Tip from the team: save your changes for later Edited

Supported Platforms

  • macOS
  • Windows


One of the more common tasks of any developer's day is discarding work in progress, especially when switching branches for a 'quick' code review or to whip up a hotfix, and being able to manage that efficiently is key to unlocking productive workflows. Not to mention those times when you've been testing tweak after tweak, getting nowhere, and just want to get back to where you started without a lot of hassle. You might be tempted to copy the modified files or quickly make a copy of the whole directory and just go through diff after diff later but there's a painless, straightforward alternative.



Keep it safe

What if I told you that both Git and Mercurial already know how save your changes and restore them later to finish and commit when you're ready? Well guess what… they do! Each might handle it a little bit differently under the hood but they are fundamentally the same behavior.
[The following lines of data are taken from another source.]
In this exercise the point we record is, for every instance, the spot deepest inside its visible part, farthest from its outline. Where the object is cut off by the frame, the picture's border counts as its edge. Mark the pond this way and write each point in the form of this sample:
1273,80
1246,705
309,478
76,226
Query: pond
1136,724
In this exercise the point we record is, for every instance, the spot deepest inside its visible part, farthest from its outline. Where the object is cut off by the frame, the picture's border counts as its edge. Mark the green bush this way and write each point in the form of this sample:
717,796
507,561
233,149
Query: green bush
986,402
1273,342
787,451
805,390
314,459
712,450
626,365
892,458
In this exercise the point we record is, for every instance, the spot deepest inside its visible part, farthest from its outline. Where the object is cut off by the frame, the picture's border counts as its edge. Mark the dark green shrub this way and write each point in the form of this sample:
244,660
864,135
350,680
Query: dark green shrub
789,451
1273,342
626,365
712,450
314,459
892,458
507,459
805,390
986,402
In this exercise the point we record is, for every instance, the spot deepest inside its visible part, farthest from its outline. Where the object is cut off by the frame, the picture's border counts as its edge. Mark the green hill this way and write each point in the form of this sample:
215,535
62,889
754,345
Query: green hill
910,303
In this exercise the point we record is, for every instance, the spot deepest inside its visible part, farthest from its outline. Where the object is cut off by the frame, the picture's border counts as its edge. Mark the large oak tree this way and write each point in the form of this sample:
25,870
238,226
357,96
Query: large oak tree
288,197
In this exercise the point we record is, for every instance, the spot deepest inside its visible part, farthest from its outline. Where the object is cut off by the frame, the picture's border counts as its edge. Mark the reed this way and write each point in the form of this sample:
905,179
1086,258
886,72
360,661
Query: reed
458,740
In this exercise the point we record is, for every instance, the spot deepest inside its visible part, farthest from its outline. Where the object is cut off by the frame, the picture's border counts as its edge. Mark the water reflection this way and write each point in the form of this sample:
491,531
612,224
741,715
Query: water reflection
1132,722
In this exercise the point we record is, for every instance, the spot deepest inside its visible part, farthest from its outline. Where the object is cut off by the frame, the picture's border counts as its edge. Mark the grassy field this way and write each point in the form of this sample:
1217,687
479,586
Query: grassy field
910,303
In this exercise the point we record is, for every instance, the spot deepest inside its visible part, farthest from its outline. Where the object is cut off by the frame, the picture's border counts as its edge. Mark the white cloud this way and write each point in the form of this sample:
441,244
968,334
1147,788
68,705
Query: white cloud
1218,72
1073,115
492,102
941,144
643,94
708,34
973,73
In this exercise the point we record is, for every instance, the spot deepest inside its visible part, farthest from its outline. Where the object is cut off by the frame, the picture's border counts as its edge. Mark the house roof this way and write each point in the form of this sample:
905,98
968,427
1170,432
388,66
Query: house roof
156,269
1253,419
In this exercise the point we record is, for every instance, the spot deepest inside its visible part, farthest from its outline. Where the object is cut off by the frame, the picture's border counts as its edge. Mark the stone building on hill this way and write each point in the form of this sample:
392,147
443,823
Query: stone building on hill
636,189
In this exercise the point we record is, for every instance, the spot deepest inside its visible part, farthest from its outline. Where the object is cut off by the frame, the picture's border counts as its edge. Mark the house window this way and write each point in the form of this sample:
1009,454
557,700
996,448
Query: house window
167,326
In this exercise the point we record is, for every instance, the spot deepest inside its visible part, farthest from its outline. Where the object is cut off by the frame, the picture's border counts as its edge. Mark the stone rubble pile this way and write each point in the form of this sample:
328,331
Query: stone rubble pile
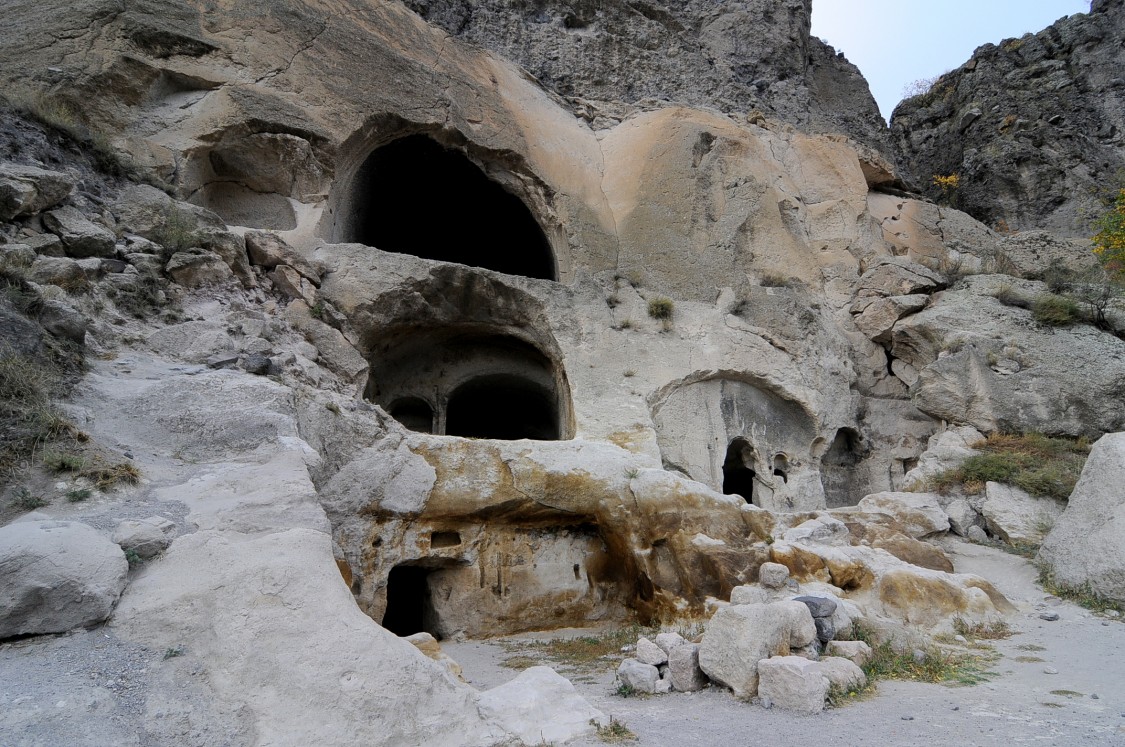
782,653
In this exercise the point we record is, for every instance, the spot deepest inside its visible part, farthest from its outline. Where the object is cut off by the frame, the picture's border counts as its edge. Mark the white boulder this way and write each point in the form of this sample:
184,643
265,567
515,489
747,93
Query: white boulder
918,513
540,707
1087,546
57,575
145,537
792,683
739,636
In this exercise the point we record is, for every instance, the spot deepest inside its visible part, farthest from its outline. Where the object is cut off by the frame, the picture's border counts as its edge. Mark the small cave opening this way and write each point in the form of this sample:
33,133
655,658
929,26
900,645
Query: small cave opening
738,475
502,406
414,413
837,469
410,606
414,196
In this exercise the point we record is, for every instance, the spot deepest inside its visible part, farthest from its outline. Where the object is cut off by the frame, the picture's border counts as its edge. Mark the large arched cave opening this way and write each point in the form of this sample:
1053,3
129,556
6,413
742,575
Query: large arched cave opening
414,196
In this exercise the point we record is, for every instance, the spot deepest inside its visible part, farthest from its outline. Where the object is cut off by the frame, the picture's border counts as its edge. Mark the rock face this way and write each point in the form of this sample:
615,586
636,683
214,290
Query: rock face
59,575
737,56
1086,549
1034,126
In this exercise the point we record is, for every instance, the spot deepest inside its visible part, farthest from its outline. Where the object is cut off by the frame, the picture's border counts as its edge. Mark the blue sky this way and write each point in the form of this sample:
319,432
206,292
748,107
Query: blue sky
896,42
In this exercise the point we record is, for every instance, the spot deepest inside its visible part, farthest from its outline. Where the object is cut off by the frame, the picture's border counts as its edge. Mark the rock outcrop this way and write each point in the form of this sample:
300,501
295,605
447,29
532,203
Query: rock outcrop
1033,127
59,575
1085,549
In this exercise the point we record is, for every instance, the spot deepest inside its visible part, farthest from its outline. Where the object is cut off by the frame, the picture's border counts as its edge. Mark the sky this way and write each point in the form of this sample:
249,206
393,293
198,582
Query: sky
896,42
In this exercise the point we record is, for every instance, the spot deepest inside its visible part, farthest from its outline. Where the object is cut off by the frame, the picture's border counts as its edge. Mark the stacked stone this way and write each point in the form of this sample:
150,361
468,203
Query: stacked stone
667,664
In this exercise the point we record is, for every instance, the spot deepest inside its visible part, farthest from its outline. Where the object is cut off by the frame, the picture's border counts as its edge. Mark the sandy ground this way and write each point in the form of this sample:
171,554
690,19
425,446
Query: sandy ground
1017,705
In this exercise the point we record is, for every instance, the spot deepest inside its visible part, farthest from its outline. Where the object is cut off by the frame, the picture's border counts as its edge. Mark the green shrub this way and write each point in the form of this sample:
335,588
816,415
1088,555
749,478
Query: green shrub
660,307
1055,311
1038,464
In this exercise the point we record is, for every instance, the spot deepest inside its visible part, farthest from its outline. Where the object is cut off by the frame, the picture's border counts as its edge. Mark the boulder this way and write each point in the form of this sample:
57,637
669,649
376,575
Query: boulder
792,683
80,236
843,673
875,317
668,641
145,537
649,653
197,269
897,276
60,271
856,651
918,513
1016,516
27,190
754,594
268,250
293,285
640,677
739,636
684,668
1086,548
57,575
429,645
772,575
63,321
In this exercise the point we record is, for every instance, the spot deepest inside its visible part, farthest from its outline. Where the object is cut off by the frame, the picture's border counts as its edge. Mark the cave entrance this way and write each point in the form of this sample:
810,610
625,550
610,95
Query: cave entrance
414,196
414,413
837,469
502,406
738,475
410,605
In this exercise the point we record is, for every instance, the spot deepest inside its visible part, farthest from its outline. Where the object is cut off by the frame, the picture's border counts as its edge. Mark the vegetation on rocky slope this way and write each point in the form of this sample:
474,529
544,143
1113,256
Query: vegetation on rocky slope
1041,465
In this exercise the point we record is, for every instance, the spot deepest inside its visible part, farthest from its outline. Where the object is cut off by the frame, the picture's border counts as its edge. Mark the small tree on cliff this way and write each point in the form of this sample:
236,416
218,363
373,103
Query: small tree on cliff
1109,240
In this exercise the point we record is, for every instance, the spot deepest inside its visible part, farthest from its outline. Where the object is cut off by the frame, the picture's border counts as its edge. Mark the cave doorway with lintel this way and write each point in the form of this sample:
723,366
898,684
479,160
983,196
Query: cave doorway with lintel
738,475
415,196
410,604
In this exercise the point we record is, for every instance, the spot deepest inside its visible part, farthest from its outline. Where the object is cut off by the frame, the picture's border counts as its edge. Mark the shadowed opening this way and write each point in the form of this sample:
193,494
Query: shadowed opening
837,469
414,413
413,196
738,470
503,406
410,608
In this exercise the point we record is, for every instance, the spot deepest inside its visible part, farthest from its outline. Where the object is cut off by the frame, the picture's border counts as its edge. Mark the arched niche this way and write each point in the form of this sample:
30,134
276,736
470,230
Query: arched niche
484,385
416,196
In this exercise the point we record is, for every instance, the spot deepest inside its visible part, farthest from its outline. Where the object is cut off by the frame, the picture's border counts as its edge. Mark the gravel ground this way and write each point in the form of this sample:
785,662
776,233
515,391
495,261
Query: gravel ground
1081,657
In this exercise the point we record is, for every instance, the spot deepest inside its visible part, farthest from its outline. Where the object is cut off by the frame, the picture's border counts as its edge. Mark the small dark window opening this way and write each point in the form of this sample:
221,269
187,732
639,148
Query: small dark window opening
837,470
738,475
416,197
444,539
410,606
781,467
414,414
502,406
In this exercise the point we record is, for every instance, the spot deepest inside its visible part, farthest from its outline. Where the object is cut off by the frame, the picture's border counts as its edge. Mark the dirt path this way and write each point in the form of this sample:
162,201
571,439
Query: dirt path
1082,702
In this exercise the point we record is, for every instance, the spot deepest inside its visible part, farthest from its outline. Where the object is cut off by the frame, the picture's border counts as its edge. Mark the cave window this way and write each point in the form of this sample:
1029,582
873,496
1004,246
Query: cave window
781,467
414,413
502,406
410,606
837,469
414,196
738,475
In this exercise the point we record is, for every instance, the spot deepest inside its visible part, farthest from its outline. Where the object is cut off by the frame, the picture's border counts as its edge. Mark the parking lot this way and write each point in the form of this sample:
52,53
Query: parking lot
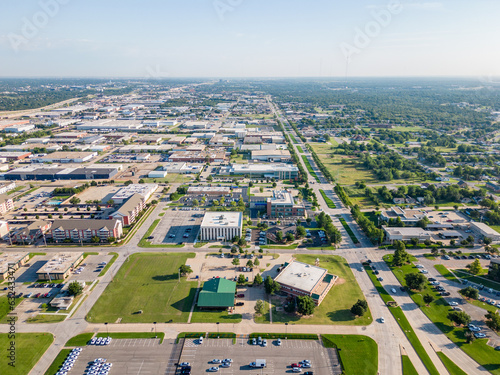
141,356
178,226
278,358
Reminder: saved changes are kept in your local working copy and never sent to a remote server; don't delete them or your working copy accidentally

  • Git saves your current changes ("stash" in their terminology), automatically referencing the branch you're saving the changes from. You can optionally keep changes you've already staged and include a message to remind yourself about this particular stash.
  • Mercurial saves your current changes ("shelve" in their terminology), independent of any particular branch or tag. You'll need to give the shelved set of changes a meaningful, non-conflicting name. 

Sourcetree makes doing this easily accessible from the Repository menu, its keyboard shortcut, and the toolbar item.



Return to work

Once you're ready to dust off these changes and get back to them it's equally easily. You'll either "Apply Stash" (Git) or "Unshelve" (Mercurial) a particular set of saved changes and all you need to do is double-click on the entry in Sourcetree's sidebar or use the corresponding menu item. You're also given the choice of whether or not to delete that set of saved changes once it's been re-applied. If you're not quite sure yet keep them around and you can delete it later from the contextual menu.